Cette nouvelle porte ouverte ausculte le passé d’Annalise Keating (Viola Davis). Jusqu’à présent, il n’était qu’évoqué à travers les personnages de Bonnie (Liza Weil), Franck (Charlie Weber) ou Eve (Famke Janssen). Des bribes sous forme de on-dit qui entretenaient la légende et le mystère. En dévoilant, par l’image, de nouvelles informations, nous entrons dans une forme plus concrète. Le timing est d’une intelligence redoutable. Devant l’exténuation d’une narration hyperbolique sans cesse repoussée dans ses retranchements, Nowalk déplace le curseur pour offrir un nouveau combustible à une série bien gourmande en énergie.
Le temps détruit tout, parce qu’il semble que Murder, en avançant aussi bien dans le présent que dans le passé, va exploser en vol, comme si elle entretenait sa propre extinction, dévoilait son compte à rebours. Nous pourrions craindre une sorte de suicide narratif, voire de l’autosabotage, si Nowalk ne nous avait pas démontré la nature lazarienne de la série. En figurant ce passé que nous ne pouvions voir, en explosant un présent exsangue, en faisant d’Annalise une passerelle et de Wes (Alfred Enoch) un enjeu, Murder se délivre, acquiert une nouvelle liberté, qu’elle fait naître des cendres d’une terre brûlée. Se pose ainsi la sensation vertigineuse d’une œuvre qui se regarde, comme la projection d’un corps astral et stupéfie aussi bien son récit que le spectateur.

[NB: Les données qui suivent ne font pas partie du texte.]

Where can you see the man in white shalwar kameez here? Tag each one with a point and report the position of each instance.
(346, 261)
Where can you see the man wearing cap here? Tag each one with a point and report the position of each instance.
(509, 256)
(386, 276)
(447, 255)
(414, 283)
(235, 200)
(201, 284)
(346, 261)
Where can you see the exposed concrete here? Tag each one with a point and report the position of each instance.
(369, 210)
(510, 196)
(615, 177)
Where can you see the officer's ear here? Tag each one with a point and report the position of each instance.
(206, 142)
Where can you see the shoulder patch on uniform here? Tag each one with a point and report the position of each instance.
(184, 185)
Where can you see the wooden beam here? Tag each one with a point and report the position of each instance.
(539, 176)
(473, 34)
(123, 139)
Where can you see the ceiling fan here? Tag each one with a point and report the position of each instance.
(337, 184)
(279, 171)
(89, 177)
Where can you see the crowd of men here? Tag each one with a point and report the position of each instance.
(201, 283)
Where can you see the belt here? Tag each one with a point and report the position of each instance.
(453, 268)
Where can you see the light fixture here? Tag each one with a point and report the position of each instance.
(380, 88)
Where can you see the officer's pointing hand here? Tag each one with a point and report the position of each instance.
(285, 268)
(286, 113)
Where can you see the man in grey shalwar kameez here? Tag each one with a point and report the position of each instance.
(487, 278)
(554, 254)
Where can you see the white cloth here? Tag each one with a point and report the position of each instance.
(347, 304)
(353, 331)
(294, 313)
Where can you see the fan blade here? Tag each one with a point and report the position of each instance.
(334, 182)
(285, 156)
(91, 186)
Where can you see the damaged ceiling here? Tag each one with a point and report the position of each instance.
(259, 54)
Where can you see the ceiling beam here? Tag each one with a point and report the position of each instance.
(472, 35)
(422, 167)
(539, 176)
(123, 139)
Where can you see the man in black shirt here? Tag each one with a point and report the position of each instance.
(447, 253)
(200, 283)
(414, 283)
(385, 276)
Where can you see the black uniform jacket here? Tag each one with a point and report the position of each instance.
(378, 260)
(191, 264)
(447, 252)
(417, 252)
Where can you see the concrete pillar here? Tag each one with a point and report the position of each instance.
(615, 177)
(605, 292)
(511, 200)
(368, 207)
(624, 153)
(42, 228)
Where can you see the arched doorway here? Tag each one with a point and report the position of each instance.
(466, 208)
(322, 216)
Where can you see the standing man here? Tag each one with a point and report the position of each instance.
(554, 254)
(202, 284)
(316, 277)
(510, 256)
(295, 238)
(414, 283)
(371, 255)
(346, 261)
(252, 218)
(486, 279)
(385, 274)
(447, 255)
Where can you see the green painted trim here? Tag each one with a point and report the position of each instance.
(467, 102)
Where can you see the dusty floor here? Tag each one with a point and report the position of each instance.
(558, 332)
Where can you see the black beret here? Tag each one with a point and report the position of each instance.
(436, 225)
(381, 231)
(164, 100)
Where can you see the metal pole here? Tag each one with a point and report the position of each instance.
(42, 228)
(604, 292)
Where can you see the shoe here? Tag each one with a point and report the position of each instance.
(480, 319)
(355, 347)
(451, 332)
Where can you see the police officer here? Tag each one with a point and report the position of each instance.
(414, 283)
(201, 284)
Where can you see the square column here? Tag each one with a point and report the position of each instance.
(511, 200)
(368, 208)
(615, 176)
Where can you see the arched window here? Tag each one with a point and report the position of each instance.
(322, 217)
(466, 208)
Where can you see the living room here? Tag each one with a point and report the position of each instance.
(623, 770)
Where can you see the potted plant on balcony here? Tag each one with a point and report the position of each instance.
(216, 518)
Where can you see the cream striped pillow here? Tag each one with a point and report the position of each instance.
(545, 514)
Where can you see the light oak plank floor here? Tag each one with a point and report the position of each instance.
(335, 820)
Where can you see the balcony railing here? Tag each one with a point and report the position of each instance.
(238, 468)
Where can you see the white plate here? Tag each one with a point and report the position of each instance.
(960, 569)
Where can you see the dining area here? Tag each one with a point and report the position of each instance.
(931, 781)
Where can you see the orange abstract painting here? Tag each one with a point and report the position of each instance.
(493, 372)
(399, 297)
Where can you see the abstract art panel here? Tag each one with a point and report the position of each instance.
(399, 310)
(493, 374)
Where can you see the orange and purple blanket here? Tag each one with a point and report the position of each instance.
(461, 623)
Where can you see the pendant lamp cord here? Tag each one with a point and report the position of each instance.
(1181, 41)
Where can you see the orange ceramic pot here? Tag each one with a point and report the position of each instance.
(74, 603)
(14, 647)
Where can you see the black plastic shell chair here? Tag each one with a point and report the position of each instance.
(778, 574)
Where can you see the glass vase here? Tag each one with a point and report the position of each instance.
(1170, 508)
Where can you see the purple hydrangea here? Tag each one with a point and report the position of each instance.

The show is about playing with time…
Ce fameux jeu avec le temps que revendique Peter Nowalk s’est toujours accompagné d’une réflexion sur le point de vue. C’est l’incroyable effet contorsionniste de What Did We Do ? où l’on parvient enfin à recomposer le puzzle et saisit les maigres informations égrainées jusqu’à présent. Où nous comprenons que l’ensemble n’est pas seulement l’assemblage des différents éléments qui le composent mais qu’il y a un sens, un regard dans cette construction. Les images ne racontent pas toujours ce qu’elles sont. Voilà la leçon que semble nous illustrer Nowalk.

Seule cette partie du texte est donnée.